The original Favorite Toy said Portis was about a 3-to-1 shot to break Smith's record. This one says he's a 300-to-1 shot. This method depends heavily on real historical data. Records, by their very nature, are historically very rare accomplishments. So we shouldn't be too surprised to see that this method thinks Portis is a longshot. But I am surprised at just how much of a longshot it thinks he is.

The problem is that we're only using one year's worth of data to estimate the following year's production. Go back to that second table at the top of the page. It says that Portis has a 4% chance of gaining between 100 and 200 yards this year. I don't think that's unreasonable. What *is* unreasonable is projecting the rest of Portis' career under the assumption that he is a morally a 100-yard-per-year running back. If Portis gains only 150 yards in 2006, it will be because he got hurt. But the mathematical model doesn't know that. It thinks Portis is just another Heath Evans or Shaud Williams who will be out of football shortly.

So when the simulated Portis suffers a major injury, he has almost no chance of coming back. The model needs more information. [Markov chain fans will note at this point that we're up against the "memoryless" assumption of Markov chains that I glossed over in my last post.] I can think of two ways to provide this information:

- We could take into account more than one year's worth of statistics when determining the historical probabilities. In other words, instead of calling a hypothetically injured Portis a 25-year-old back who gained 150 yards last year, we could call him a 25-year-old back who gained 150 yards last year and 1500 the year before. This would certainly allow the model to distinguish between a hypothetical injured Clinton Portis and a healthy Shaud Williams. But it drastically cuts down the pool of available comps.
- We could measure everything in terms of yards per game instead of raw yards. Then independently assess the probability of injuries at each age. Under this scheme, our hypothetically injured Portis would be called a 25-year-old back who averaged 78 yards per game and played two games. It's just a guess at this point but I think this plan, while not without its problems, might actually yield some reasonable probabilities.

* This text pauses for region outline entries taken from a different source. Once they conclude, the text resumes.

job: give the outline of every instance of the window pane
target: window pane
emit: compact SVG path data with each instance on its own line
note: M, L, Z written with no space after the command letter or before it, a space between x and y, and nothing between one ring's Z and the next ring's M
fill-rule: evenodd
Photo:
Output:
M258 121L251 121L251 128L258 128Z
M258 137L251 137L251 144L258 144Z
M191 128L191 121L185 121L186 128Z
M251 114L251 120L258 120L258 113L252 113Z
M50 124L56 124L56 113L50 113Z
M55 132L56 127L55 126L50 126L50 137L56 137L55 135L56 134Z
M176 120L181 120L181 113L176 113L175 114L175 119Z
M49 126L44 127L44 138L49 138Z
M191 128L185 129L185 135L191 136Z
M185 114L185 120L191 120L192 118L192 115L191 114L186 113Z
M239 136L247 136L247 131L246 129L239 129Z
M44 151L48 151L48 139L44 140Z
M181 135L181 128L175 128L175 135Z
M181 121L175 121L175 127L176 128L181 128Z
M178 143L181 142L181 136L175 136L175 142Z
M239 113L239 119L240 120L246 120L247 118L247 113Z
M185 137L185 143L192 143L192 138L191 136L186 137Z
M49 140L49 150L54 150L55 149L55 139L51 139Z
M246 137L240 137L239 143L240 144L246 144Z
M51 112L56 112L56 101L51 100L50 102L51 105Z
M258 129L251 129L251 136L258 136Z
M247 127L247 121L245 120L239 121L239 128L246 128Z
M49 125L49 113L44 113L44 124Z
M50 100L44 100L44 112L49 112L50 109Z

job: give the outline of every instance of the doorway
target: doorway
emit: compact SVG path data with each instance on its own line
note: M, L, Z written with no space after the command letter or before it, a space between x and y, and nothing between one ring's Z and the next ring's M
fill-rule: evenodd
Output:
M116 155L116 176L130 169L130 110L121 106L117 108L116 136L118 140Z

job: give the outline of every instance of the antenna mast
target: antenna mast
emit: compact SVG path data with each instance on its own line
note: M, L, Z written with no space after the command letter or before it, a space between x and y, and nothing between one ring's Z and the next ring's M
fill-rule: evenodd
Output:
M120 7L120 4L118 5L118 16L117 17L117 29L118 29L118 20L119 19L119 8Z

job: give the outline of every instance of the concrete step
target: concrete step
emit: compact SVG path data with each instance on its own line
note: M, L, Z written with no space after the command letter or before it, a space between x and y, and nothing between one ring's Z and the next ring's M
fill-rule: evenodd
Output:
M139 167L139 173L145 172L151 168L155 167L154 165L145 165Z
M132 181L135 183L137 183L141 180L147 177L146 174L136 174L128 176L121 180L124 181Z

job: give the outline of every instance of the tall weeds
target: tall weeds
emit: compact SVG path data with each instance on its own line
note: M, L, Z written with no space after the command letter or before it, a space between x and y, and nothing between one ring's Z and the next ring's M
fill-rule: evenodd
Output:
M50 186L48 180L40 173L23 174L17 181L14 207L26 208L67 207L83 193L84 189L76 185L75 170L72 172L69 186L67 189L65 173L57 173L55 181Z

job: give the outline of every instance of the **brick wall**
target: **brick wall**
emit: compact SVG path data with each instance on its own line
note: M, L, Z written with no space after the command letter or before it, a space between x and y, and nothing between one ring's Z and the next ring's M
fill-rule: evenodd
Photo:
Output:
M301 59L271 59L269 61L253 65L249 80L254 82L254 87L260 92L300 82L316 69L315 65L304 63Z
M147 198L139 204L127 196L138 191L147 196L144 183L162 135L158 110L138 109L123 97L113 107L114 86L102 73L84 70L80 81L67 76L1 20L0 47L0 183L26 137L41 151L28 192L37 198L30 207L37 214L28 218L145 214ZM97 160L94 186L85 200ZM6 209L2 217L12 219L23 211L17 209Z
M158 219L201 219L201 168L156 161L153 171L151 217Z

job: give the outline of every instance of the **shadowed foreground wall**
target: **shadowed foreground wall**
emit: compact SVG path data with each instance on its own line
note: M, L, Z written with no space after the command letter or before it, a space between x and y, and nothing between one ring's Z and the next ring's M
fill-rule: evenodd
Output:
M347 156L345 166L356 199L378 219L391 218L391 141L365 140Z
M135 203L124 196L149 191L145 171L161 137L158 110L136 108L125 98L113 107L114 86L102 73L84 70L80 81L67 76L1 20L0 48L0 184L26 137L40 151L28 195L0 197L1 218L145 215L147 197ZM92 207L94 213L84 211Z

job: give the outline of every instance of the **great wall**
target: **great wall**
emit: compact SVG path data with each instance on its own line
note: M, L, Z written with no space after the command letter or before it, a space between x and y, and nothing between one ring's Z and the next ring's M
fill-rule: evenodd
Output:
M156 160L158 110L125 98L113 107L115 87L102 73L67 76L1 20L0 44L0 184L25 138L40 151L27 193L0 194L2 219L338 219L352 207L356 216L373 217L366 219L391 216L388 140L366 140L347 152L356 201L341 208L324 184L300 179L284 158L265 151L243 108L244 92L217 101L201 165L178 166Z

Either way, it's going to take more programming, which takes more time, which I don't think I have right now. For now we will have to file this under "crazy ideas that don't work and may or may not be salvageable." I will throw it on the to-do list and hope to attempt to salvage it sometime.

If a system is worked out to project statistics using the Markov chain...well, you may have created the greatest Fantasy Football tool ever devised.